BM25

BM25 (Wikipedia) also known as the Okapi BM25, is a ranking function used in information retrieval systems to estimate the relevance of documents to a given search query. BM25Retriever retriever uses the rank_bm25 package.

pip install -qU  rank_bm25

from langchain_community.retrievers import BM25Retriever

Create new retriever with texts

retriever = BM25Retriever.from_texts(["foo", "bar", "world", "hello", "foo bar"])

Create a new retriever with documents

You can now create a new retriever with the documents you created.

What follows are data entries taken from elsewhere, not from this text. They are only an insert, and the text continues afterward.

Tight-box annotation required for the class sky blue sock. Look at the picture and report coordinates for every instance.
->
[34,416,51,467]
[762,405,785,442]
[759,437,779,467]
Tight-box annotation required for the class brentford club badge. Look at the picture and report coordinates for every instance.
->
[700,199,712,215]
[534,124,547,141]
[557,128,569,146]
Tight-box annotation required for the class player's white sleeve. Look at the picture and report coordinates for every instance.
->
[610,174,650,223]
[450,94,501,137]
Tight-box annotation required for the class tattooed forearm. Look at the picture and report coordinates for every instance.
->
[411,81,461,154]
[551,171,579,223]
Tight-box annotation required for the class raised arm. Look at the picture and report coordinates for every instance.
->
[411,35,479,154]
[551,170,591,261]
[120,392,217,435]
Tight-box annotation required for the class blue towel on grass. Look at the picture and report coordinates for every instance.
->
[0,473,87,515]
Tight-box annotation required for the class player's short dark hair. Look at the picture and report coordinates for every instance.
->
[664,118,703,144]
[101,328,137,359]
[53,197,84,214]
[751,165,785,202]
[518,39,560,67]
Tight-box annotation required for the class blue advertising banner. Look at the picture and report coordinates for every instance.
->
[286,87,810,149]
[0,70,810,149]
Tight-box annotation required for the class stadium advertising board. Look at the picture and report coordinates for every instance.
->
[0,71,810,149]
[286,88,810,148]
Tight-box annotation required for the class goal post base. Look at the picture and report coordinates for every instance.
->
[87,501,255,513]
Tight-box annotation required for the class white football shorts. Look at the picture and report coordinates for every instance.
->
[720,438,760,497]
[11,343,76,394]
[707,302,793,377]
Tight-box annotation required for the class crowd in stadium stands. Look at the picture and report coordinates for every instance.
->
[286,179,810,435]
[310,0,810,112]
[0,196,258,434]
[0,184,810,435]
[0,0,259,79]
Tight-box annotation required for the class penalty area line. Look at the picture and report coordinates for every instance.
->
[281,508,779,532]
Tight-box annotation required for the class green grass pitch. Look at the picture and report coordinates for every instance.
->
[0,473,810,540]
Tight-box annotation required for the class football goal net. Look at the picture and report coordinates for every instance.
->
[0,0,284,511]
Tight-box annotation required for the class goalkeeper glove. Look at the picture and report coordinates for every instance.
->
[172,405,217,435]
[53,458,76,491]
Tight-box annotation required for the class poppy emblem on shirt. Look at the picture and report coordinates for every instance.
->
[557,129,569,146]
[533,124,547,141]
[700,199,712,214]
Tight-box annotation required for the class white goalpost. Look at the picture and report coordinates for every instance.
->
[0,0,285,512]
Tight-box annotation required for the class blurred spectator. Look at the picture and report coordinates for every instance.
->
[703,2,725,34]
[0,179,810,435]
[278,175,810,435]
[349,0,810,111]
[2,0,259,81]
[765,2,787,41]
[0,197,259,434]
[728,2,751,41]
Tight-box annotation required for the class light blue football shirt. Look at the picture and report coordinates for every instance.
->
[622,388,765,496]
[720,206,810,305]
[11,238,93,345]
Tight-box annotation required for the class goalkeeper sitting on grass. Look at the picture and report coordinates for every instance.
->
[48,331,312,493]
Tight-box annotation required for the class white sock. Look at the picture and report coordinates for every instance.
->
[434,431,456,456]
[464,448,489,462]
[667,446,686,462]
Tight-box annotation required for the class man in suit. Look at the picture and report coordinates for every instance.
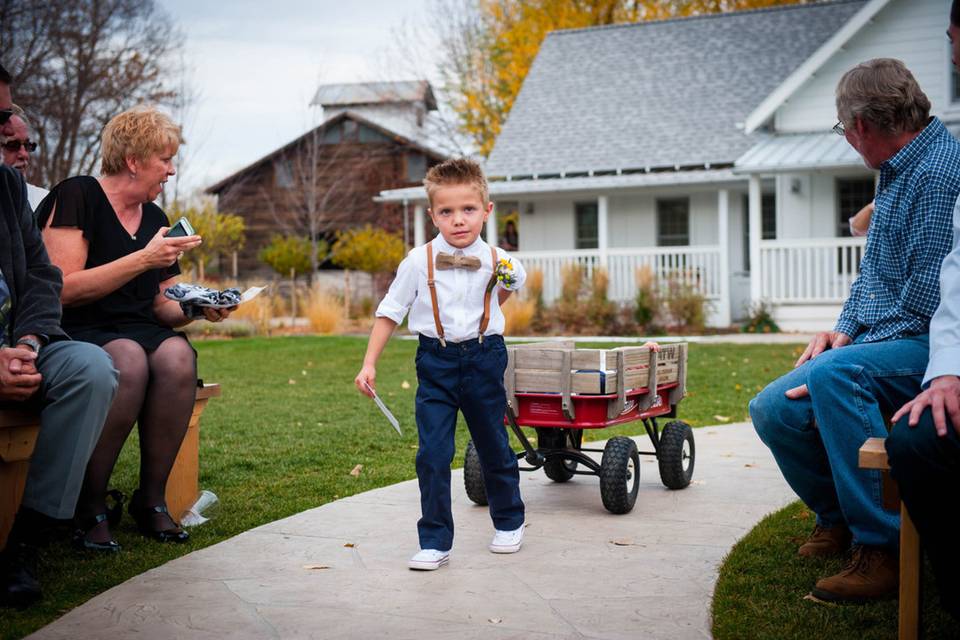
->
[0,65,117,607]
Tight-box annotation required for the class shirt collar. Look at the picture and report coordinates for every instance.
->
[880,116,947,175]
[432,233,486,256]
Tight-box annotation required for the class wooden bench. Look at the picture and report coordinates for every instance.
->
[860,438,921,640]
[0,384,220,549]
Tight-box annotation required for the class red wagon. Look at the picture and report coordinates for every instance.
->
[464,344,696,513]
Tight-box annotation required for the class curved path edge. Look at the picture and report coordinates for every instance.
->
[30,423,796,640]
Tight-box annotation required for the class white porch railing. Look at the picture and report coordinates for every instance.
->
[760,238,866,304]
[515,246,722,303]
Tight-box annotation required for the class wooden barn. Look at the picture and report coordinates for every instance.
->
[206,81,454,277]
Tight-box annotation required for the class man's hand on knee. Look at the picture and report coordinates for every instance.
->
[0,347,42,401]
[891,376,960,438]
[791,331,853,364]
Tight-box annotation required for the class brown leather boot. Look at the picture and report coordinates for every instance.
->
[813,545,900,602]
[797,524,852,558]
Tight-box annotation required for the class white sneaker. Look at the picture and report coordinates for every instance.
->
[490,525,523,553]
[407,549,450,571]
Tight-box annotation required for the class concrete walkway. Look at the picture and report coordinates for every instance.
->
[31,424,793,640]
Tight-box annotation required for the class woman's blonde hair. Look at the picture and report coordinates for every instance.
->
[100,105,183,176]
[837,58,930,135]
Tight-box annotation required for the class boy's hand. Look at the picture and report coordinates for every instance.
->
[353,365,377,398]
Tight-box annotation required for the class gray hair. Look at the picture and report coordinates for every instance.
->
[837,58,930,135]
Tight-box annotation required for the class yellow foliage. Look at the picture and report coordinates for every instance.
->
[501,295,537,336]
[304,289,346,335]
[440,0,804,156]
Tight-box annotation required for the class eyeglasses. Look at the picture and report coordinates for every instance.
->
[0,140,37,153]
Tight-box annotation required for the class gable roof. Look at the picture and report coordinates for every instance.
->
[486,0,867,176]
[744,0,890,133]
[310,80,437,111]
[204,111,449,194]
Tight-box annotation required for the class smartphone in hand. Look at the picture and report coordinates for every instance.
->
[166,218,197,238]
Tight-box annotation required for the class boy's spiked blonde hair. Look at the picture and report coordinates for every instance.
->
[423,158,490,207]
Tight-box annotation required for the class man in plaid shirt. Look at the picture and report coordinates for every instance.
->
[750,59,960,601]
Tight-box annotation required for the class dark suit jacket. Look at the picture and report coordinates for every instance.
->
[0,165,66,342]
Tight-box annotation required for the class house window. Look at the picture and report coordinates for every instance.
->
[743,193,777,271]
[407,153,427,182]
[657,198,690,247]
[574,202,599,249]
[837,178,876,238]
[273,158,293,189]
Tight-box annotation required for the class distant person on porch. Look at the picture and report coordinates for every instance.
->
[750,58,960,602]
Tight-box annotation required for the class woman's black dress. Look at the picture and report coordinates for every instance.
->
[37,176,183,352]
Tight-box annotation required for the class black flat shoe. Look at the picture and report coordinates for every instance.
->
[73,513,120,553]
[127,490,190,543]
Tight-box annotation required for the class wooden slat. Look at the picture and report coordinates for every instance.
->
[860,438,890,470]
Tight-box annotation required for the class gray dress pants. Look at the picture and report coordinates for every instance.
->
[17,340,117,519]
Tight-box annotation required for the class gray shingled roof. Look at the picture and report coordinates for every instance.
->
[310,80,437,110]
[486,0,865,176]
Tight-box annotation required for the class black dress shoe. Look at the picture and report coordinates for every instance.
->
[0,542,43,609]
[73,513,121,553]
[127,489,190,543]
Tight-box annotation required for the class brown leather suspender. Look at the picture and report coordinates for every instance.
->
[427,242,447,347]
[427,242,497,347]
[477,247,497,342]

from langchain_core.documents import Document

retriever = BM25Retriever.from_documents(
    [
        Document(page_content="foo"),
        Document(page_content="bar"),
        Document(page_content="world"),
        Document(page_content="hello"),
        Document(page_content="foo bar"),
    ]
)

Use retriever

We can now use the retriever!

result = retriever.invoke("foo")

result

[Document(metadata={}, page_content='foo'),
 Document(metadata={}, page_content='foo bar'),
 Document(metadata={}, page_content='hello'),
 Document(metadata={}, page_content='world')]

Preprocessing function

Pass a custom preprocessing function to the retriever to improve search results. Tokenizing text at the word level can enhance retrieval, especially when using vector stores like Chroma, Pinecone, or Faiss for chunked documents.

import nltk

nltk.download("punkt_tab")

from nltk.tokenize import word_tokenize

retriever = BM25Retriever.from_documents(
    [
        Document(page_content="foo"),
        Document(page_content="bar"),
        Document(page_content="world"),
        Document(page_content="hello"),
        Document(page_content="foo bar"),
    ],
    k=2,
    preprocess_func=word_tokenize,
)

result = retriever.invoke("bar")
result

[Document(metadata={}, page_content='bar'),
 Document(metadata={}, page_content='foo bar')]

Edit this page on GitHub or file an issue.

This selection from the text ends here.